Regardless of the overall weak spot in European small and midcaps, these components would possibly play a task:

  1. A typical theme I hear is that the rental automotive enterprise is a shitty one. I feel that is primarily as a result of the truth that the issues of AVIS, Hertz and Europcar are very public, however the success of Enterprise isn’t. On a P/E foundation, each Hertz and Avis have traded at comparable multiples (however with much more debt). As Enterprise isn’t publicly traded, some analysts would possibly take a look at Sixt and resolve that it’s even “costly” in comparison with  Hertz and Avis.
  2. Falling residual values for automobiles have impacted Sixt in 2024. Initially, an EBT of 400-520 mn had been forecasted. After Q1, the place they needed to guide a loss due to sudden depreciation, they needed to reduce the steerage once more with the Q2 ends in Could to 350-450 mn EUR. In Q2 as soon as once more they once more diminished the outlook to 340-390 mn EUR. So traders may be afraid that Q3 would possibly include extra damaging surprises.
  3. Buyers would possibly nonetheless not totally belief the 2 sons to proceed what Erich has achieved over  greater than 40 years. I’ve to confess that I’m additionally not 100% satisfied. Solely time will inform.
  4. Sixt is clearly additionally uncovered to the general financial state of affairs. A deepening recession in Europe would possibly soften the demand, each for trip leases and enterprise clients.
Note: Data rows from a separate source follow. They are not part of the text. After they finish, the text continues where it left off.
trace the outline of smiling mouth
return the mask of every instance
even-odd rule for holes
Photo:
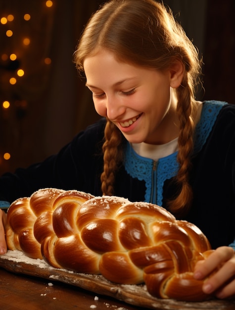
[[[129,126],[131,126],[131,125],[132,125],[132,124],[133,124],[133,123],[135,123],[135,122],[137,120],[137,119],[138,119],[138,118],[140,117],[140,114],[139,115],[138,115],[138,116],[135,116],[135,117],[133,117],[133,118],[131,118],[131,119],[129,119],[129,120],[128,121],[126,121],[125,122],[124,122],[123,123],[122,122],[120,122],[120,124],[121,126],[122,127],[129,127]]]

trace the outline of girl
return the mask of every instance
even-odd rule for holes
[[[235,106],[195,100],[197,51],[154,0],[105,4],[85,27],[75,61],[104,118],[57,155],[2,176],[2,200],[56,187],[162,206],[195,224],[216,249],[195,267],[199,279],[222,266],[205,292],[232,296]]]

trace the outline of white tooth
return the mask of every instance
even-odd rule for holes
[[[129,127],[131,125],[132,125],[133,123],[134,123],[136,120],[137,119],[137,117],[134,117],[132,119],[130,119],[128,121],[125,122],[124,123],[120,123],[122,127]]]

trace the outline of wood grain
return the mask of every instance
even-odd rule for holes
[[[7,270],[56,281],[72,285],[96,294],[109,296],[130,305],[155,310],[233,310],[235,309],[235,301],[210,300],[203,302],[189,303],[174,300],[159,299],[151,296],[144,285],[116,284],[107,281],[102,276],[77,273],[65,269],[48,267],[42,267],[24,261],[11,260],[9,252],[7,257],[0,257],[0,266]],[[38,261],[39,260],[35,260]],[[45,265],[44,261],[43,266]],[[47,266],[47,265],[46,265]]]

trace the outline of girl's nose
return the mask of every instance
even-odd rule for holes
[[[121,101],[115,96],[107,97],[106,101],[107,116],[109,119],[118,119],[125,111],[125,106]]]

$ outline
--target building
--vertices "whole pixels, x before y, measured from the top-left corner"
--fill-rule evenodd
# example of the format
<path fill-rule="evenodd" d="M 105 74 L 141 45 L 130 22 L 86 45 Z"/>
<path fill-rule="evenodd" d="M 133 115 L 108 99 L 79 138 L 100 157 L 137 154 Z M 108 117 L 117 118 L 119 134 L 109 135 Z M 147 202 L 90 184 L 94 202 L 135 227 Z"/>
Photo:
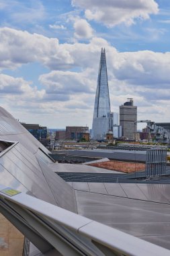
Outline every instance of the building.
<path fill-rule="evenodd" d="M 137 106 L 134 106 L 132 98 L 128 100 L 120 106 L 120 125 L 122 126 L 122 136 L 129 140 L 134 140 L 137 131 Z"/>
<path fill-rule="evenodd" d="M 55 139 L 57 139 L 57 140 L 66 139 L 66 131 L 56 131 Z"/>
<path fill-rule="evenodd" d="M 113 125 L 113 136 L 114 138 L 120 138 L 122 137 L 122 126 Z"/>
<path fill-rule="evenodd" d="M 81 140 L 89 127 L 84 126 L 67 126 L 66 139 Z"/>
<path fill-rule="evenodd" d="M 42 127 L 38 124 L 29 124 L 25 123 L 21 123 L 21 124 L 37 139 L 40 140 L 47 138 L 46 127 Z"/>
<path fill-rule="evenodd" d="M 140 185 L 133 173 L 118 177 L 113 170 L 56 163 L 1 107 L 0 148 L 0 213 L 25 236 L 23 253 L 11 251 L 19 234 L 11 236 L 13 228 L 0 216 L 1 255 L 169 255 L 169 177 L 163 184 L 144 176 Z"/>
<path fill-rule="evenodd" d="M 110 102 L 108 81 L 105 51 L 101 49 L 97 85 L 95 94 L 91 137 L 104 139 L 110 127 Z"/>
Or clients would possibly commerce down from Sixt’s premium provide to a less expensive competitor.

11. Abstract & conclusion

The preliminary query that I requested myself earlier than scripting this put up was: Ought to I re-underwrite Sixt regardless of the fairly disappointing efficiency over the previous months ?

Thea reply after this train for me is clearly YES.

Sixt is a inventory that provides an fascinating progress story, a robust observe document for a really low valuation which in my view creates a really enticing risk-return profile on a mid-term time horizon.

There are clearly some dangers, as talked about my foremost concern is how the sons will carry out as soon as Erich isn’t round anymore.

In any case, I made a decision not solely to “re-underwrite” the inventory however to extend my publicity by shopping for an extra 1% of the portfolio of Widespread shares.

I would add additional, each to the Prefs and the Commons sooner or later if no damaging surprises occur. The date for the discharge of Q3 earnings is November eleventh.